Find hypomethylated regions in centromeres
Project description
centrodip
Installation
# conda Install:
conda install jmmenend::centrodip
# docker Run:
docker run -it jmmenend/centrodip:latest
# pip install:
pip install centrodip
Preprocessing:
centrodip requires two inputs: (1) a bedMethyl file from modkit and (2) active-alpha annotations
(1) can be created by aligning a BAM and calling modkit pileup
Example:
UBAM="HG002.unaligned.bam"
FA="HG002.fa"
# convert to FQ, then align
samtools fastq -T '*' $UBAM > $FQ
minimap2 ... $FQ > $SAM
# convert to BAM and index
samtools view -bh $SAM > $BAM
samtools index $BAM
# aggregate methylation with modkit
modkit pileup --cpg --ref $FA $BAM $bedMethyl
(2) can be created by subsetting the output from the cenSat Annotation workflow
Documentation for running this workflow can be found here
Example:
CENSAT="HG002.censat.bed"
# filter for only active-alpha censat annotations
grep "active_hor" $CENSAT > $ACTIVE_ALPHA
# it is recommended to perform a bedtools merge on these subset annotations
bedtools merge -d 100000 $ACTIVE_ALPHA > $regions
Running centrodip:
centrodip $bedMethyl $regions $output
Inputs:
bedMethyl-modkit pileupfile (Refer to modkit github).regions- bed file of regions you want to search for CDRs.output- name of output file.
Output:
Default output file is a BED file with 9 columns
- Column 4 can be adjusted with the
--labelflag - Column 9 can be adjusted with the
--colorflag - The
--debugflag adds chromosomal summary printouts and additional outputs like smoothed methylation, and unfiltered dip calls - The
--plotflag creates a folder that contains summary png files for each chromosome
Help Documentation
usage: centrodip [-h] [--mod-code MOD_CODE] [--bedgraph] [--window-size WINDOW_SIZE] [--cov-conf COV_CONF] [--prominence PROMINENCE] [--height HEIGHT] [--broadness BROADNESS] [--enrichment] [--min-size MIN_SIZE]
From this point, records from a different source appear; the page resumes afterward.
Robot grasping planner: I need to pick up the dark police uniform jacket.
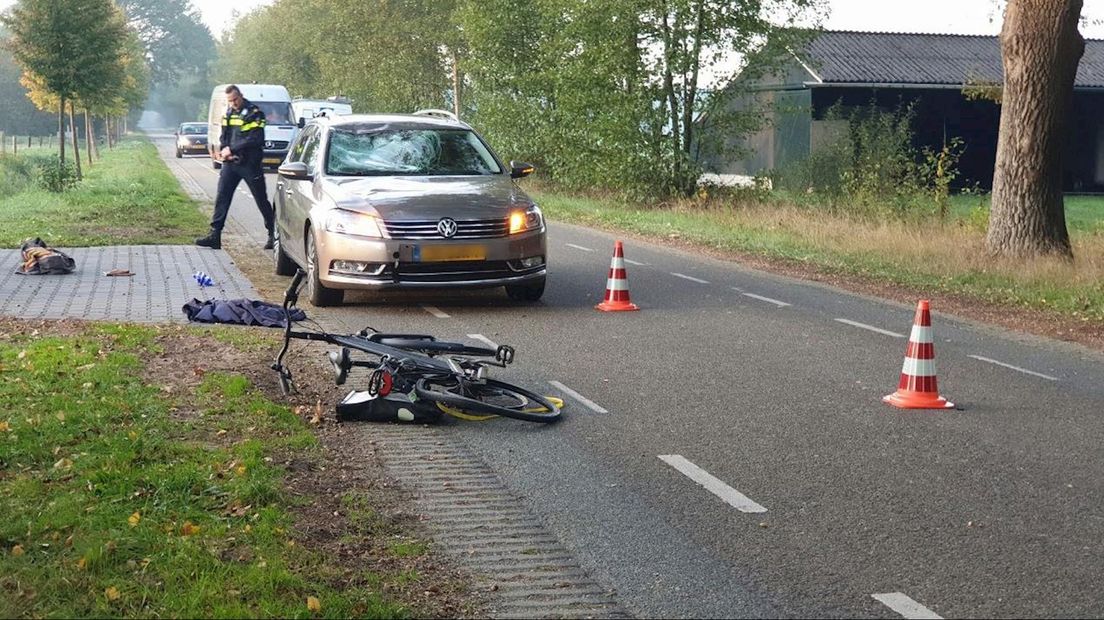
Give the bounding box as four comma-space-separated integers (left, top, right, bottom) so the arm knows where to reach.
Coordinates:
219, 99, 265, 168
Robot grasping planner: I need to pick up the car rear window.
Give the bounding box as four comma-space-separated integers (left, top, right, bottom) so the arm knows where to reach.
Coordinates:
326, 127, 502, 177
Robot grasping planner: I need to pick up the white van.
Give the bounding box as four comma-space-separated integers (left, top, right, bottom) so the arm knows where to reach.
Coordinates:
291, 97, 352, 120
208, 84, 298, 170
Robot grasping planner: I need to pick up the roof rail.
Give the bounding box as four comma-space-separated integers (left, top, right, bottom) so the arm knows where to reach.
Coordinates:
414, 108, 460, 122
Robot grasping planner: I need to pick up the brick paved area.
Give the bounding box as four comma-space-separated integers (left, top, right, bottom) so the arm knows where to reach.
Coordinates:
0, 245, 261, 322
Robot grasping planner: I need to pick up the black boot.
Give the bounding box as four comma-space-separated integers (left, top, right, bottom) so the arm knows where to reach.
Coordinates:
195, 228, 222, 249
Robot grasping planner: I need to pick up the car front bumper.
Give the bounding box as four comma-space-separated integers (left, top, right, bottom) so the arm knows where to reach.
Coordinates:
317, 231, 548, 290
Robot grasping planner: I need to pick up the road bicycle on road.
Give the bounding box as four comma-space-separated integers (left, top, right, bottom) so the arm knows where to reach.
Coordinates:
272, 269, 563, 423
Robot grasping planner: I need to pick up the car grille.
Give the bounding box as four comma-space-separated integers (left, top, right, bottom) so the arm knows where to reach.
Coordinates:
383, 217, 510, 239
380, 260, 544, 282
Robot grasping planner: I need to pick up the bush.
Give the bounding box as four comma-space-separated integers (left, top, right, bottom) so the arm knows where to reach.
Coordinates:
0, 154, 34, 197
772, 103, 963, 217
38, 157, 79, 194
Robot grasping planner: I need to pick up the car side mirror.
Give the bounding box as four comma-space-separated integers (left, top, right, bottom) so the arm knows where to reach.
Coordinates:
276, 161, 315, 181
510, 160, 537, 179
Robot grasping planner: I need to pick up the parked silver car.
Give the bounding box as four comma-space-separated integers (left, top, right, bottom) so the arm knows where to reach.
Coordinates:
273, 114, 548, 306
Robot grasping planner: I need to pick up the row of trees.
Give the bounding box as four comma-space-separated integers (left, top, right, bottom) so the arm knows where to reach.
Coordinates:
217, 0, 1084, 256
0, 0, 148, 178
216, 0, 819, 196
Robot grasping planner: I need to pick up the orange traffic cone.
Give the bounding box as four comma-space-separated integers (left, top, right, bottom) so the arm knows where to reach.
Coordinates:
882, 299, 955, 409
595, 242, 640, 312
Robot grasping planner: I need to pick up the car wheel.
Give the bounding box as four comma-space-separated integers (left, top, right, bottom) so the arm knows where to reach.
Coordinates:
307, 231, 344, 308
273, 226, 298, 276
506, 278, 544, 301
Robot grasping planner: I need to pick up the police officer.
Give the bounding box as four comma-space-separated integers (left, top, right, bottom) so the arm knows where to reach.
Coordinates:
195, 84, 274, 249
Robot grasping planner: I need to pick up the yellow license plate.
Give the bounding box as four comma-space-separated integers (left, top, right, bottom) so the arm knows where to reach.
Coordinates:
414, 245, 487, 263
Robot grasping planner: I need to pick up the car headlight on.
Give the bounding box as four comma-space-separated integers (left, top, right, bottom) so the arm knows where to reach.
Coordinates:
326, 209, 383, 238
510, 204, 544, 235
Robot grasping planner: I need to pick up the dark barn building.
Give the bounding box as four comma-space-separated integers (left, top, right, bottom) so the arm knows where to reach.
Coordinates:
703, 32, 1104, 192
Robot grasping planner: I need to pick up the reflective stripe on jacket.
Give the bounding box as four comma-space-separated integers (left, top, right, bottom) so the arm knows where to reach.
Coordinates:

[--min-score MIN_SCORE] [--cluster-distance CLUSTER_DISTANCE] [--label LABEL] [--color COLOR] [--plot] [--threads THREADS] [--debug]
bedMethyl regions output
Inspect BED / bedGraph files using BedTable
positional arguments:
bedMethyl Path to the bedMethyl file
regions Path to BED file of regions to search for dips
output Path to the output BED file
options:
-h, --help show this help message and exit
Input Options:
--mod-code MOD_CODE Modification code to filter bedMethyl file. Selects rows with this value in the fourth column. (default: "m")
--bedgraph Input file in a bedGraph format rather than bedMethyl. Requires bedGraph4 with the fourth column being fraction modified (default: False)
Smoothing Options:
--window-size WINDOW_SIZE
Window size (bp) to use in LOWESS smoothing of fraction modified. (default: 10000)
--cov-conf COV_CONF Minimum coverage required to be a confident CpG site. (default: 10)
Detection Options:
--prominence PROMINENCE
Sensitivity of dip detection for scipy.signal.find_peaks. Higher values require more pronounced dips. Must be a float between 0 and 1. (default: 0.5)
--height HEIGHT Minimum depth for dip detection, lower values require deeper dips. Must be a float between 0 and 1. (default: 0.1)
--broadness BROADNESS
Broadness of dips called, higher values make broader entries. Must be a float between 0 and 1. (default: 0.75)
--enrichment Find regions that are enriched (rather than depleted) for methylation. (default: False)
Filtering Options:
--min-size MIN_SIZE Minimum dip size in base pairs. (default: 1000)
--min-score MIN_SCORE
Minimum score that a dip must have to be kept. Must be an int between 0 and 1000. (default: 500)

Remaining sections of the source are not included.